How Purchasing Used Cars Can Be Better for the Environment

Most informed consumers have long known that, generally speaking, newer cars have better fuel efficiency and lower emissions than older models. They may also believe that purchasing a hybrid or electric car is surely the most environmentally conscious choice. However, the ongoing efforts to make cleaner, more efficient autos has been going on for decades now. From minivans to SUVs, many pre-owned vehicles now have MPG (miles per gallon) ratings that are comparable to even the newest models.

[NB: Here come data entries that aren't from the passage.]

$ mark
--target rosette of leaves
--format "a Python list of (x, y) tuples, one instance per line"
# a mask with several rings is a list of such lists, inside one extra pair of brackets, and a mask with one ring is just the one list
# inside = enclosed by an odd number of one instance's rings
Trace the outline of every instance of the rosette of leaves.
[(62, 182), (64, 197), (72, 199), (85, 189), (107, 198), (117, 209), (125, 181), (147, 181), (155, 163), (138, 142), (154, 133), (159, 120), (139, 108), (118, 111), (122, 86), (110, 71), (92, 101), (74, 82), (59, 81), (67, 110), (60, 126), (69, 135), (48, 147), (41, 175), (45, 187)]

Another important consideration: the environmental impact of any given car also must account for its manufacture and disposal. In fact, the automotive industry itself has performed research indicating that somewhere between 12 and 28 percent of the total carbon dioxide released during a vehicle's lifespan comes from the assembly process and distribution to dealerships. That means that when you purchase a pre-owned car instead of a new one, you reduce your carbon footprint in two ways: you bypass the polluting effects of manufacturing and delivery, and you keep one more valuable resource from being prematurely scrapped.

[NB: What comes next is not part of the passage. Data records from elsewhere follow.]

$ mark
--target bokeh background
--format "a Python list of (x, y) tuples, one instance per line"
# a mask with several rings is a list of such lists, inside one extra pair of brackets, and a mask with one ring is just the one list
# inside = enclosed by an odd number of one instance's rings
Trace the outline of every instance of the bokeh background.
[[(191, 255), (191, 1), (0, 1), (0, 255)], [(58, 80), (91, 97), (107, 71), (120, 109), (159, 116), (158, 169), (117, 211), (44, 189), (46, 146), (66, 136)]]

Hybrid and electric cars are marvelously fuel and emissions efficient. However, with today's technologies, there are still a few significant trade-offs. Hybrid cars are more expensive to manufacture, and they often rely on lithium-ion batteries containing nickel or cobalt. While innovative, the mining practices associated with creating these batteries has been deemed extremely destructive to the environment. In 2013, the United States Environmental Protection Agency concluded that batteries that use cobalt and nickel have the "highest potential for environmental impacts" in future years. Finally, fully electric cars, while themselves emission free, still need electricity from outside, meaning their actual carbon footprint will depend on the "greenness" of the energy source.


If your car is already decades old, replacing it is probably the more sustainable choice. However, there are plenty of used cars built in more recent years that can still compete with new autos in terms of overall environmental impact.